Malgré la présence d’incertitudes politiques à plus long terme dans le sillage de l’élection, les marchés ont réagi en grande partie positivement au cours des dernières semaines. Ces réactions s’expliquent pour beaucoup par l’attitude de la banque centrale (la Banque du Mexique), qui a continué à mener une politique orthodoxe durant la période des élections.

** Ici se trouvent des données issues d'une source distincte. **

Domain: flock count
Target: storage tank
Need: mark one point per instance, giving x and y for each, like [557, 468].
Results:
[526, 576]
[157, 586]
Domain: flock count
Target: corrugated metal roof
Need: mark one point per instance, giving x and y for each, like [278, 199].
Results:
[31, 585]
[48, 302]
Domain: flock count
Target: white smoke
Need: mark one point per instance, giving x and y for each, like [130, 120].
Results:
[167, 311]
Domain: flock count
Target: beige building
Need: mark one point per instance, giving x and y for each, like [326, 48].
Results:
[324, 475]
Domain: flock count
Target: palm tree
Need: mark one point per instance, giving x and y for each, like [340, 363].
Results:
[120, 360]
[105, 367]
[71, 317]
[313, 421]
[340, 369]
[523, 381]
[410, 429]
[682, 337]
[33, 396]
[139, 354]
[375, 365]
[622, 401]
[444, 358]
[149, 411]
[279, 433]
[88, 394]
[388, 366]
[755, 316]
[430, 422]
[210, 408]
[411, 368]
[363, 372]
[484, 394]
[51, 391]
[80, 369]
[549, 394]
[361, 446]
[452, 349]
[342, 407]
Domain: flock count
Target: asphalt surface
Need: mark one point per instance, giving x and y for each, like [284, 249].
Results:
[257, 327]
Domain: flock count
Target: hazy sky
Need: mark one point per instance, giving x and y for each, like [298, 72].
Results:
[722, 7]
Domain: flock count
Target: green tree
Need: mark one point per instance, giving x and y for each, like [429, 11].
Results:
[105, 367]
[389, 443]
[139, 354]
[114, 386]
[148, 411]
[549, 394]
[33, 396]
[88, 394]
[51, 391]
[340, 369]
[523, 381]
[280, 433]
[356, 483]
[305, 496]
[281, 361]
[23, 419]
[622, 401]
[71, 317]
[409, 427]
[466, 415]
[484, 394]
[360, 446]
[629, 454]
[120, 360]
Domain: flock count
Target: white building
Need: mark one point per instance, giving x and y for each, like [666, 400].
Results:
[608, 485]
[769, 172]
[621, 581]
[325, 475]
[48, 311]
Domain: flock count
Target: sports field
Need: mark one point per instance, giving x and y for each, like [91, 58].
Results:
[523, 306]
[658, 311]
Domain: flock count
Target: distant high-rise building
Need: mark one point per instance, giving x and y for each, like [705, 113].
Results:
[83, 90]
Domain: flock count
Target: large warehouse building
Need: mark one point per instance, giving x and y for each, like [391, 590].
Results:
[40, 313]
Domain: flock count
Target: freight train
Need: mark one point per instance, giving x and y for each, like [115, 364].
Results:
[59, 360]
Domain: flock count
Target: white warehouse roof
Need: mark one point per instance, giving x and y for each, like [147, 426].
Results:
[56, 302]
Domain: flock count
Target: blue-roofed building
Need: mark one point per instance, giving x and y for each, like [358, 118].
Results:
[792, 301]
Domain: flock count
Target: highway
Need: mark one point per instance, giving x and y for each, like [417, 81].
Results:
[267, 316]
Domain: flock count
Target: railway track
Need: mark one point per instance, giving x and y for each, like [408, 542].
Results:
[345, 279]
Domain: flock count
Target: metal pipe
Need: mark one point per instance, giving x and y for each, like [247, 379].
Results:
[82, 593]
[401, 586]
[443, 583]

Elle a notamment relevé son taux directeur de 25 points de base (pb), à 7,75 %, le 21 juin, tout en indiquant vouloir continuer à soutenir le peso et à garder les attentes inflationnistes ancrées.

Le peso mexicain a réagi en s’appréciant de 10 % par rapport au dollar américain entre le 14 juin et le 15 juillet, alors que les marchés ont intégré dans les prix une nouvelle hausse des taux de 25 pb lors de la réunion du 2 août.

Dans l’ensemble, un certain nombre de questions perdurent concernant le futur gouvernement dirigé par le parti Morena, mais nous ne nous attendons pas à voir la vigueur institutionnelle du pays ou son économie évoluer de manière notable.

Les investisseurs devraient garder à l’esprit le fait que les autorités mexicaines ont mené une politique budgétaire adéquate au cours des deux dernières décennies, sans cesser de préserver l’indépendance de leur banque centrale et en maintenant un taux de change variable. Nous ne pensons pas que ces équilibres institutionnels seront perturbés.

Nos perspectives pour le Mexique restent favorables

L’économie mexicaine est en outre restée globalement résistante : le pays possède l’une des économies les plus ouvertes au monde, profitant d’accords de libre-échange conclus avec les États-Unis, le Canada, le Japon, l’Amérique centrale et l’Union européenne. Il bénéficie également beaucoup de la reprise dans le cycle économique aux États-Unis.

Les renégociations de l’Accord de libre-échange nord-américain (ALENA) demeurent une source d’inquiétude constante, mais elles ne sont, à notre avis, pas susceptibles de faire dérailler les vastes systèmes d’échanges entre le Mexique et les États-Unis.

Globalement, nous persistons à percevoir des perspectives positives pour le pays. Nous restons concentrés sur les opportunités d’investissement dans le marché en devise locale du Mexique, étant donné que le peso est toujours sous-évalué tandis que les rendements à l’extrémité courte de la courbe restent extrêmement attrayants, à plus de 7,5 %.